Unfortunately, from our viewpoint, the planets do not seem to move at regular speeds or regular directions, as we might expect from simple planetary orbits around us. They speed up, slow down, go forwards, backwards, and generally misbehave. Today, we know that is because they are not revolving around the Earth at all, but rather the Sun. Nevertheless, without discarding his geocentric hypothesis, Ptolemy tried to construct a logical structural argument for the movement of the planets. The resulting system was ingenious, so much so that it persisted for centuries after him, becoming both religious and scientific dogma.

The geometric notion at the heart of Ptolemy’s theory is known as an epicycle. This can be demonstrated using 010 epicyclea bicycle wheel, a few cogs, a small light bulb, and some sturdy knicker elastic (see figure: as you rotate the cycle wheel, the cogs move the bulb attached to the pedal in a circular motion of its own; this motion of a point moving in a circle around another point moving in a circle is an epicycle.) Imagine, therefore, that the centre of the Universe is the Earth, and every planet moves around a point that itself is moving around the Earth. Although the planet is moving at a constant speed about its orbital centre, from the Earth it would appear to move at a variety of different speeds, and indeed backwards and forwards over time. By building several such epicycles upon epicycles, Ptolemy was able to come up with a remarkably accurate picture of the Universe – accurate insofar as it was able to predict the appearance and location of the planets into the future.

But where did this leave the Greek gods in the sky? The explosion of knowledge from astronomers like Hipparchus and Ptolemy was unlike anything seen before. The older astronomical observations encoded in the form of myths had been developed over hundreds of years. But the astronomy of classical Greece was developed very quickly indeed, by philosophers rather than priests, and was far too complex to be encapsulated in simple tales. What is more, the same freedom that allowed the Greeks to speculate about the cosmos allowed them to question the existence of the gods.

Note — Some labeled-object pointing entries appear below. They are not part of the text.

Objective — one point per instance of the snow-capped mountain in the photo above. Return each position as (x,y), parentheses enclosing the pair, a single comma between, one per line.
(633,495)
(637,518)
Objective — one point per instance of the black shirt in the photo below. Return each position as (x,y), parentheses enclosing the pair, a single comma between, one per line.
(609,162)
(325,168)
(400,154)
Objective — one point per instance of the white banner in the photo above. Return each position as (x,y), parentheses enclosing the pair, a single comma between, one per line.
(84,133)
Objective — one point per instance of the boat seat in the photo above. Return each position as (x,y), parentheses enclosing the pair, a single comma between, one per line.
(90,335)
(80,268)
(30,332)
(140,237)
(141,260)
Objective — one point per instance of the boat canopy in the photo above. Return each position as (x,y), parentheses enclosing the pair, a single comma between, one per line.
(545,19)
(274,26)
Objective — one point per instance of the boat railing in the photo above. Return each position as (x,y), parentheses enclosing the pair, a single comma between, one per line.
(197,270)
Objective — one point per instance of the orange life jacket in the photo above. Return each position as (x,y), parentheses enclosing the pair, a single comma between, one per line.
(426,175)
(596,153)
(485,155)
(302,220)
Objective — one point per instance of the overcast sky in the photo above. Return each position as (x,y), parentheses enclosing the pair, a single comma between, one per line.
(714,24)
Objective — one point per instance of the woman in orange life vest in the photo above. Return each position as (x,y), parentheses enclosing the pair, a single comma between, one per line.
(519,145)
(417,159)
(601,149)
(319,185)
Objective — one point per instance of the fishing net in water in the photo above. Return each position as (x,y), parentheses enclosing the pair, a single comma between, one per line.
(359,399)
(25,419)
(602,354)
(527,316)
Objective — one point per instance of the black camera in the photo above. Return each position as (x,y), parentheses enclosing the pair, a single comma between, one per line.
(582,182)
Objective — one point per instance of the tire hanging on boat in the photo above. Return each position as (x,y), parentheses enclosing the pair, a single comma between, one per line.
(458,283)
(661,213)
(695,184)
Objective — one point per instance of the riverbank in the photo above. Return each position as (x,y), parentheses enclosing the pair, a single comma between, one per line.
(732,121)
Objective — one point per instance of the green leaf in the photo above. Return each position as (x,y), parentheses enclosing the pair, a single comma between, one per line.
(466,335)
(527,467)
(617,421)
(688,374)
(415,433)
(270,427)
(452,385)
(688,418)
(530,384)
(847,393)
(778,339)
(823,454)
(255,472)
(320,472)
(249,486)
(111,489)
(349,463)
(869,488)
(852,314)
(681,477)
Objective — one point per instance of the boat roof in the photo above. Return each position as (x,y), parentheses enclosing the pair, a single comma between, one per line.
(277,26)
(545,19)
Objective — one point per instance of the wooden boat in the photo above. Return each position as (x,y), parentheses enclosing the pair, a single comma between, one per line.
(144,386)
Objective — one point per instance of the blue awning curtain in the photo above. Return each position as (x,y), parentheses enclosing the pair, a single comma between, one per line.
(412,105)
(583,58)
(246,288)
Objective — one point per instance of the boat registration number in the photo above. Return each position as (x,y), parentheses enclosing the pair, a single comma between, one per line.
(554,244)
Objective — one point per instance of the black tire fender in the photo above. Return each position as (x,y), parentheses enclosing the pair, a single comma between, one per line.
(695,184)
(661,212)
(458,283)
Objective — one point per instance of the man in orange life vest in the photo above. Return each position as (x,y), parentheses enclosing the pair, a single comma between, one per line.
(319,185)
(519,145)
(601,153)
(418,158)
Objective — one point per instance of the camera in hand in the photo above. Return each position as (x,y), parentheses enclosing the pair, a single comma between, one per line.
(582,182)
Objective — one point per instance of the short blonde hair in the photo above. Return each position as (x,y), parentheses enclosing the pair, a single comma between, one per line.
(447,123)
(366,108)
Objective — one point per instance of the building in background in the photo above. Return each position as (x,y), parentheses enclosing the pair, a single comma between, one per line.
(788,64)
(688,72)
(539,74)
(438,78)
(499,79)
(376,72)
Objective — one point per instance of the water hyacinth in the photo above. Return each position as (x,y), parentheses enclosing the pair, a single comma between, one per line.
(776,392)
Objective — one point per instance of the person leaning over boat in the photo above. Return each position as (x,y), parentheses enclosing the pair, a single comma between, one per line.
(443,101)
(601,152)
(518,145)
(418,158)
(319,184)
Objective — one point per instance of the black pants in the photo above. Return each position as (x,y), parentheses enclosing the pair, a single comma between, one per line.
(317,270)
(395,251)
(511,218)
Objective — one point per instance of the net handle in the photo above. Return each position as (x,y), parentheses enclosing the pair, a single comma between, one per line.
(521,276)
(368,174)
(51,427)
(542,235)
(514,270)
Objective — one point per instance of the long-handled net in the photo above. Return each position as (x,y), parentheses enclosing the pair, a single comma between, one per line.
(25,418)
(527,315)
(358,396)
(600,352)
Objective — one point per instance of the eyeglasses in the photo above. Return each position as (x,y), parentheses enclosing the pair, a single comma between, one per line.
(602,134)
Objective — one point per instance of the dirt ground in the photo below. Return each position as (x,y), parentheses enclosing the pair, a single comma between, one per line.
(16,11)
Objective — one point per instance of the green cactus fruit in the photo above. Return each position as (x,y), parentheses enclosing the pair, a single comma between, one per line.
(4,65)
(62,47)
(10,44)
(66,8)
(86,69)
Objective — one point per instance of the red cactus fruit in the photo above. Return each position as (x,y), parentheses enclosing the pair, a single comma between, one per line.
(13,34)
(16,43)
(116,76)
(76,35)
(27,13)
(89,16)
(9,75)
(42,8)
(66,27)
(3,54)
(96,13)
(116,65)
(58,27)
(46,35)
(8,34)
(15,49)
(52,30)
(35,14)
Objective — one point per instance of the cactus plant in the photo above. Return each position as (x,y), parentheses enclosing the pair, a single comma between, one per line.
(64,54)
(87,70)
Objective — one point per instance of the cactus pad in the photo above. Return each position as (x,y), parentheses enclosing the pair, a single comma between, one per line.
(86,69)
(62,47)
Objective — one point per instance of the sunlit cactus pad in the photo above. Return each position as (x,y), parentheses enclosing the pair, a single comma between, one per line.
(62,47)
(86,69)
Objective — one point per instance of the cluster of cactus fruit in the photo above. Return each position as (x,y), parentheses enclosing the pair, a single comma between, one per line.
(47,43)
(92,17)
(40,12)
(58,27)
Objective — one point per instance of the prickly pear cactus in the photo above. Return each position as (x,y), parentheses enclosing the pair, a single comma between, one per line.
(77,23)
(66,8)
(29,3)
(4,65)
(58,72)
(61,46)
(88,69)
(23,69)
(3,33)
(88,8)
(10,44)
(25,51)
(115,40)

One philosopher – Alcmere - claimed that there weren’t twelve gods on Olympus, but only three, representing the Sun, the Moon, and one for the stars. Another – Parmenides - argued that there was only god, who lived in the Sun. And Strabo argued that there were no gods at all, but merely nature.

Greeks continued to worship their gods, but the deities began to be taken less and less seriously by scholars. Instead, they tended to explain ideas using poetry and philosophy, and at the centre of this understanding, we see morality and reason intermingled in a new and potent way. To the Greeks, reason and logic were inextricably linked to love and morality. Indeed, together, they formed the divine purpose of the cosmos. One of the most important themes in Greek philosophy was the relation between love and truth, and the Greeks who believed passionately in reason, declared that you couldn’t have one without the other. The connection between the love of truth and the truth of love was illustrated in the tale of Aphrodite and Hermes.

Hermes was the god of reason and truth. Like the Egyptian deity Thoth, Hermes was the giver of the word, the inventor of the alphabet, and language. He was the god of astronomy, of logic and mathematics, and of music, and time. And so he played the heavenly lyre with seven strings, corresponding to the sacred planetary week. We are told that Hermes was deeply in love with the beautiful Aphrodite, goddess of love. We are told that Aphrodite, flattered by the attentions of Hermes, agreed to be his lover, and from their union came the double-sexed being, sometimes called Hermaphroditus, and sometimes, the lovely Eros, the self-reproducing creator of the Universe. In this strange romantic relationship between the two divinities, we find a mythical poem which underlies the Greek love of reason.

For the Greeks, geometry was far more than a mere tool for making maps and charting the heavens. Their studies had revealed to them that there was an internal logic and absolute truth written into the very fabric of the cosmos. For them, there was nothing more beautiful than this truth, nothing more perfect than this, or more lovely. They called it the logos. The Christian astronomers who came afterwards called it God.